# Type UF- B installation Questions..



## macmikeman (Jan 23, 2007)

cdub347 said:


> I ran two exterior weatherproof plugs to supply power for a deck .. But anyways . I used type UF-B wire And each outlet bell box is approx 3 feet above the deck on the exterior of the house I came out of each bell box with approx 5 feet if 3/4 inch PVC to bring the wires through the deck . My question is ... Is it okay to run the UF wire without any conduit under the deck .. ? Does anyone have any 2014 code references that could help me out ? I'm having trouble finding it in my code book. Any info would be appreciated ... Thanks!
> 
> 
> Sent from my iPhone using electriciantalk.com



UF must be run protected from physical damage, so ''under a deck'' can mean a whole rainbow of different situations. The call on what requires protection from physical damage utimately resides with the electrical inspector's decision.


----------



## Black Dog (Oct 16, 2011)

cdub347 said:


> I ran two exterior weatherproof plugs to supply power for a deck .. But anyways . I used type UF-B wire And each outlet bell box is approx 3 feet above the deck on the exterior of the house I came out of each bell box with approx 5 feet if 3/4 inch PVC to bring the wires through the deck . My question is ... Is it okay to run the UF wire without any conduit under the deck .. ? Does anyone have any 2014 code references that could help me out ? I'm having trouble finding it in my code book. Any info would be appreciated ... Thanks!
> 
> 
> Sent from my iPhone using electriciantalk.com



II. Installation
340.10 Uses Permitted.
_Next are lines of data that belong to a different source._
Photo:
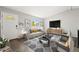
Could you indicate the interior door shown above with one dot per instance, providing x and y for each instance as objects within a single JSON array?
[{"x": 9, "y": 25}]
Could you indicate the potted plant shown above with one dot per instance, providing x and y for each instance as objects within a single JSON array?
[{"x": 3, "y": 42}]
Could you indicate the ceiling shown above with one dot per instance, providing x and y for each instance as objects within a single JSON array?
[{"x": 41, "y": 11}]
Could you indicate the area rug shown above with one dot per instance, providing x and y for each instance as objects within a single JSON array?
[{"x": 36, "y": 46}]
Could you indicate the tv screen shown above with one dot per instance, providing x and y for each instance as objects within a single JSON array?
[{"x": 54, "y": 24}]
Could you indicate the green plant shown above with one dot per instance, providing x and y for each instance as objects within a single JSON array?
[{"x": 3, "y": 42}]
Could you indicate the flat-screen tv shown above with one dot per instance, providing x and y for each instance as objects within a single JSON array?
[{"x": 54, "y": 24}]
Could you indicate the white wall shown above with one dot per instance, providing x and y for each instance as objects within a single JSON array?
[
  {"x": 69, "y": 21},
  {"x": 21, "y": 17}
]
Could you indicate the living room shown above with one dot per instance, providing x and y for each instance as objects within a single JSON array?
[{"x": 29, "y": 28}]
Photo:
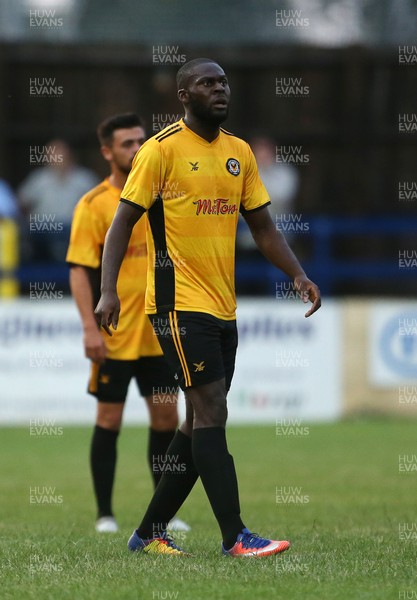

Type UF cable shall be permitted as follows:
(1) 
For use underground, including direct burial in the earth. For underground requirements, see 300.5.
(2) 
As single-conductor cables. Where installed as single-conductor cables, all conductors of the feeder grounded conductor or branch circuit, including the grounded conductor and equipment grounding conductor, if any, shall be installed in accordance with 300.3.
(3) 
For wiring in wet, dry, or corrosive locations under the recognized wiring methods of this Code.
(4) 
Installed as nonmetallic-sheathed cable. Where so installed, the installation and conductor requirements shall comply with Parts II and III of Article 334 and shall be of the multiconductor type.
(5) 
For solar photovoltaic systems in accordance with 690.31.
(6) 
As single-conductor cables as the nonheating leads for heating cables as provided in 424.43.
(7) 
Supported by cable trays. Type UF cable supported by cable trays shall be of the multiconductor type.
Informational Note:  See 310.15(A)(3) for temperature limitation of conductors.


----------



## Black Dog (Oct 16, 2011)

340.12 Uses Not Permitted. Type UF cable shall not be used as follows:
(1) 
As service-entrance cable
(2) 
In commercial garages
(3) 
In theaters and similar locations
(4) 
In motion picture studios
(5) 
In storage battery rooms
(6) 
In hoistways or on elevators or escalators
(7) 
In hazardous (classified) locations, except as specifically permitted by other articles in this Code
(8) 
Embedded in poured cement, concrete, or aggregate, except where embedded in plaster as nonheating leads where permitted in 424.43
(9) 
Where exposed to direct rays of the sun, unless identified as sunlight resistant
(10) 
Where subject to physical damage
(11) 
As overhead cable, except where installed as messenger-supported wiring in accordance with Part II of Article 396


----------